The aim of WASSA 2023 is to bring together researchers working on Subjectivity, Sentiment Analysis, Emotion Detection and Classification and their applications to other NLP or real-world tasks (e.g. public health messaging, fake news, media impact analysis, social media mining, computational literary studies) and researchers working on interdisciplinary aspects of affect computation from text. For this edition, we encourage the submission of long and short research and demo papers including, but not restricted to the following topics:

  • Resources for subjectivity, sentiment, emotion and social media analysis
  • Opinion retrieval, extraction, categorization, aggregation and summarization
  • Humor, Irony and Sarcasm detection
  • Mis- and disinformation analysis and the role of affective attributes
  • Aspect and topic-based sentiment and emotion analysis
  • Analysis of stable traits of social media users, incl. personality analysis and profiling
  • Transfer learning for domain, language and genre portability of sentiment analysis
  • Modelling commonsense knowledge for subjectivity, sentiment or emotion analysis
  • Improvement of NLP tasks using subjectivity and/or sentiment analysis
  • Intrinsic and extrinsic evaluation of subjectivity and/or sentiment analysis
  • The role of emotions in argument mining
  • Application of theories from related fields to subjectivity and sentiment analysis
  • Multimodal emotion detection and classification
  • Applications of sentiment and emotion mining
  • Public sentiments and communication patterns of public health emergencies.

We furthermore encourage submissions to the special theme Ethics in Affective Computing, including opinion papers, as well as experimental papers.
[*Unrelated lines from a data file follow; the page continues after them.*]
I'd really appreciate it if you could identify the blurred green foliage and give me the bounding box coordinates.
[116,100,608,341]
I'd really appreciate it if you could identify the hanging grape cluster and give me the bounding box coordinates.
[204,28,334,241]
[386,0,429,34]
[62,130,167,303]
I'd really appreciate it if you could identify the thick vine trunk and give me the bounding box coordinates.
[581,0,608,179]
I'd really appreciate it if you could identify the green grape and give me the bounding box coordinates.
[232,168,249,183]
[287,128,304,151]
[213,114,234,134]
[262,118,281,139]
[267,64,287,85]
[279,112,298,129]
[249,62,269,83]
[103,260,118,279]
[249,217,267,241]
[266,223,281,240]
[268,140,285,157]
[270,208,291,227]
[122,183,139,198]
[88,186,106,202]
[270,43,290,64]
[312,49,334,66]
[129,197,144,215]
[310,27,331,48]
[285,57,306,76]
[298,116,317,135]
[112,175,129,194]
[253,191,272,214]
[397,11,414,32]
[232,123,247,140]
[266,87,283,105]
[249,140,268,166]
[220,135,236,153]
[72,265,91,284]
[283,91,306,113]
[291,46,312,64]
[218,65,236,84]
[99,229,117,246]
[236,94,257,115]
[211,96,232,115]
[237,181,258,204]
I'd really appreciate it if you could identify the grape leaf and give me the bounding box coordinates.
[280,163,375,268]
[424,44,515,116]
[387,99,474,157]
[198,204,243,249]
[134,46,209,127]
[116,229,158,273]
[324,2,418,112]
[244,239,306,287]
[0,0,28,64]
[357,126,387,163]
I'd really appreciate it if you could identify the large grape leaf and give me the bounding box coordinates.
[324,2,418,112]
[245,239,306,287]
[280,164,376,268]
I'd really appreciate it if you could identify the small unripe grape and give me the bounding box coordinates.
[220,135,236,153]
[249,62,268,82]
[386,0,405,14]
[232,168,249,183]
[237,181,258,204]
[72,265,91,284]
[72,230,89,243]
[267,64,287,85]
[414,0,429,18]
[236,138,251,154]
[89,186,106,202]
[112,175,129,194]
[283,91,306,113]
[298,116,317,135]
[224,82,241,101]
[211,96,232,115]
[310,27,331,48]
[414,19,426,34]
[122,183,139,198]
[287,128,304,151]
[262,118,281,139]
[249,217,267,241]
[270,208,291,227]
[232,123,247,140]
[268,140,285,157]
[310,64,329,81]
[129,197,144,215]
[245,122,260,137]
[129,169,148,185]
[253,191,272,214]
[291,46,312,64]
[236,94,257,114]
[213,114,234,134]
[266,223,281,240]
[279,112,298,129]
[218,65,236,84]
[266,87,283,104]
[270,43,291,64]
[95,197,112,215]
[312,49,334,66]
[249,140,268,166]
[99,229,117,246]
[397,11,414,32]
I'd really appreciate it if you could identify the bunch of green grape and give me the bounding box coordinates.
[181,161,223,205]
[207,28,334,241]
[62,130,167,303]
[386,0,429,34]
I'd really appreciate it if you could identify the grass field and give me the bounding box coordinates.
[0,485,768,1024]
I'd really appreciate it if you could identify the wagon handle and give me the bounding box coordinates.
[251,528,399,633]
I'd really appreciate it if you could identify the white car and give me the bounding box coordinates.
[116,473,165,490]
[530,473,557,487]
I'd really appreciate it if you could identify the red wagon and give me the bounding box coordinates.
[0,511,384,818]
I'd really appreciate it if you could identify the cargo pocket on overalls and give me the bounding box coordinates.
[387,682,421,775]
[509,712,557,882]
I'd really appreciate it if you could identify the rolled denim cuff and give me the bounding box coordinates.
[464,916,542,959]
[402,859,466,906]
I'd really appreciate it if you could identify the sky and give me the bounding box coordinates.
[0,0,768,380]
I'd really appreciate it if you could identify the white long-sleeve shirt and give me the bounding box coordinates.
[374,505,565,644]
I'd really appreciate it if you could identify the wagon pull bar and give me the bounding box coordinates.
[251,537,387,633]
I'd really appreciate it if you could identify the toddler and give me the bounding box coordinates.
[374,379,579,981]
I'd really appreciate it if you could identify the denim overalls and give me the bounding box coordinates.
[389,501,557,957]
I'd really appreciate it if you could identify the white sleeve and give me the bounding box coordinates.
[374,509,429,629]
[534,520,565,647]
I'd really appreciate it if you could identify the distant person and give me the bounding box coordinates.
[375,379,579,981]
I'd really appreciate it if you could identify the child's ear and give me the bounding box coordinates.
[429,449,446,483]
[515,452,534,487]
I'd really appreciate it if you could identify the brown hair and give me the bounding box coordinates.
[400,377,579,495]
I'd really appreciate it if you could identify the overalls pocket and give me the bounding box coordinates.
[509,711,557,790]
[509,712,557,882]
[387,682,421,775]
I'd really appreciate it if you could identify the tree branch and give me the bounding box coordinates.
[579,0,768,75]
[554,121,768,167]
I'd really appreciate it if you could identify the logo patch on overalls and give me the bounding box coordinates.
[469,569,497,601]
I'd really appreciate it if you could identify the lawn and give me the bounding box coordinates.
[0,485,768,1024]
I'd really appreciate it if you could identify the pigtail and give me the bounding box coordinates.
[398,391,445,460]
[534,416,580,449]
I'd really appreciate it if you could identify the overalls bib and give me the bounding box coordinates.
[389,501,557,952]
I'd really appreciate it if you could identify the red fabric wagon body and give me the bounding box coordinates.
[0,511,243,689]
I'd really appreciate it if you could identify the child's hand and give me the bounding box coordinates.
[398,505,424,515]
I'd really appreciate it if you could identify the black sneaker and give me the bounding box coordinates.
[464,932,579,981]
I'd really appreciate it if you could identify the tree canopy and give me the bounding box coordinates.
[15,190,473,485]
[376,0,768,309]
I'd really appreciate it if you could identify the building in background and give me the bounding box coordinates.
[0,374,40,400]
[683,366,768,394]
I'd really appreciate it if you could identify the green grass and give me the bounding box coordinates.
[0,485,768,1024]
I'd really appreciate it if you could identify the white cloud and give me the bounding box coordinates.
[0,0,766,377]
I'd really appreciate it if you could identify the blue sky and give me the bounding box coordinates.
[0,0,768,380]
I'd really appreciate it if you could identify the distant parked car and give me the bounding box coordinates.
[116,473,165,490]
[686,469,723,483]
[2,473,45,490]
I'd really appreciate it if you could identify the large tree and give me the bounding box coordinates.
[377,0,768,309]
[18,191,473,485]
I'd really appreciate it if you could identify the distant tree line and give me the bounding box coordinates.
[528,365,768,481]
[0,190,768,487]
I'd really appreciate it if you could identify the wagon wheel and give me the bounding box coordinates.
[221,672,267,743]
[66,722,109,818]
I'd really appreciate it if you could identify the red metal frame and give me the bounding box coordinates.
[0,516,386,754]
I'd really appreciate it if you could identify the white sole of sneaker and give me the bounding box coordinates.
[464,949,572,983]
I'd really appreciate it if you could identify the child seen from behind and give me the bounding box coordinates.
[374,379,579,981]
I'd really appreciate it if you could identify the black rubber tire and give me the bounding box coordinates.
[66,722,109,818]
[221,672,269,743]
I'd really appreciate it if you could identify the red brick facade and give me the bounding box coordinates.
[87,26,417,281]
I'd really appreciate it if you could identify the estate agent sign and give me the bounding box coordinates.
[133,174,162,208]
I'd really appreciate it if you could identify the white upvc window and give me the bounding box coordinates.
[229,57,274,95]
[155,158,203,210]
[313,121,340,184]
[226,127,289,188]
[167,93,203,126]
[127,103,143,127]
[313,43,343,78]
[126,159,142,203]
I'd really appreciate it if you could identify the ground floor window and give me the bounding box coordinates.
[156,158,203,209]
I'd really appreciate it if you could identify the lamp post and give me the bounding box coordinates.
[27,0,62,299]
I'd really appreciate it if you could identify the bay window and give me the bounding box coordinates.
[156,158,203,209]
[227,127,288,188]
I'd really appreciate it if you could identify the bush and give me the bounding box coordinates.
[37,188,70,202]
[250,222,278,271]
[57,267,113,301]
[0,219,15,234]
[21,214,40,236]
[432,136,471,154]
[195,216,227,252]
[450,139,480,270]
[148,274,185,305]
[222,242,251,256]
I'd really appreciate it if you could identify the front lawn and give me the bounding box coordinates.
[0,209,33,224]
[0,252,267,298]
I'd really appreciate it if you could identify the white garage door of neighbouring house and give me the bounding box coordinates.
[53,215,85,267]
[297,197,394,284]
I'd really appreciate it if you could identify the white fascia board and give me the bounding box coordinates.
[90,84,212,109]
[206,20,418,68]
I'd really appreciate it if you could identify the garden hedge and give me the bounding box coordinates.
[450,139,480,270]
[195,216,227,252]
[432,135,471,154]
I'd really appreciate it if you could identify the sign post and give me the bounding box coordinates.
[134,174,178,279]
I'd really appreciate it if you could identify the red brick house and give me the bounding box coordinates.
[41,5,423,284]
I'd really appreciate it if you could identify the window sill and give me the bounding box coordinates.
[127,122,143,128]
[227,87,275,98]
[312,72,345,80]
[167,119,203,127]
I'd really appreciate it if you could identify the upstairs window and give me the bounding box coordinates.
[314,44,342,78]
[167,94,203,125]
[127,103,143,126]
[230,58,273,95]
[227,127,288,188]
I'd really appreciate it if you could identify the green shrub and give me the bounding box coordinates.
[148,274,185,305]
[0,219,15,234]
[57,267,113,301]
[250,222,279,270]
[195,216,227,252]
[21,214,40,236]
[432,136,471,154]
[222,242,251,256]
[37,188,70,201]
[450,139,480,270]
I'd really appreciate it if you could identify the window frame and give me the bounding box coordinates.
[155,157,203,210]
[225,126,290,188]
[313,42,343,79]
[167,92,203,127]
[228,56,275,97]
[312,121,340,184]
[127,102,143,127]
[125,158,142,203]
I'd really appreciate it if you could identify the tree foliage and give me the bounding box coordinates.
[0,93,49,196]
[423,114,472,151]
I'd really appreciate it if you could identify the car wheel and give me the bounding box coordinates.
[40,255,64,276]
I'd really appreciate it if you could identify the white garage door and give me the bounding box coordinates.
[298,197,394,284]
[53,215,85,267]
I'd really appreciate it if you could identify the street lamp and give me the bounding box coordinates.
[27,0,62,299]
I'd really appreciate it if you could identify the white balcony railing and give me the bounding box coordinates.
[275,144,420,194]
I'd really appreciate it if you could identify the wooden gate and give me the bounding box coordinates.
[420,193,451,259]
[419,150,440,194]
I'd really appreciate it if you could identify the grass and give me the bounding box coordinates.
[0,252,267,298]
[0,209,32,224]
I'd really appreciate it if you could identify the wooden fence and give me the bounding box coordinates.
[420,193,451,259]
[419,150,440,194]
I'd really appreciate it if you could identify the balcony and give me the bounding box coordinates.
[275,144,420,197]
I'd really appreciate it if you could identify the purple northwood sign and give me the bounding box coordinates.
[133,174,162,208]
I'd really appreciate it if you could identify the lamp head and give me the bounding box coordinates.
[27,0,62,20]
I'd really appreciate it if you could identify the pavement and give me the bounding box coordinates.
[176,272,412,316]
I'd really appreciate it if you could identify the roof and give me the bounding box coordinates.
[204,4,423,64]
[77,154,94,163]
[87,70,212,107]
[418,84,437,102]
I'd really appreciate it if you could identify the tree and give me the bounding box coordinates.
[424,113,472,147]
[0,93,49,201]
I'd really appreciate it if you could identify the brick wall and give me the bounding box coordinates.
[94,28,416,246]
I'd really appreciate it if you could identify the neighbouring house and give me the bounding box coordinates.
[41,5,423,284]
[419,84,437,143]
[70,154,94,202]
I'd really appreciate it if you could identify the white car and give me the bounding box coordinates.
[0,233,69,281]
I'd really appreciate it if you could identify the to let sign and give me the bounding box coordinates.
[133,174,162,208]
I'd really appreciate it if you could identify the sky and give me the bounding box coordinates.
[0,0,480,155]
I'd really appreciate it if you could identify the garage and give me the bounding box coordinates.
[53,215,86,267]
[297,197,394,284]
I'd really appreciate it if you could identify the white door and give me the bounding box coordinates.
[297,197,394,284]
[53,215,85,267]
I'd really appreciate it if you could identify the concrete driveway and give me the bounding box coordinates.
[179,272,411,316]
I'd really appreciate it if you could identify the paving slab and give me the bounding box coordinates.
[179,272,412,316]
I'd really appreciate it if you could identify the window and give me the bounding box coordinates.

This includes the following topics, but is not limited to them:

  • Which properties of a model render a automatic analysis task unethical?
  • Which characteristics of an annotation task are to be considered in ethical considerations?
  • What are appropriate methods to analyze data and models from an ethical perspective?
  • What aspects are particular important for affective analysis tasks, in contrast to other NLP settings?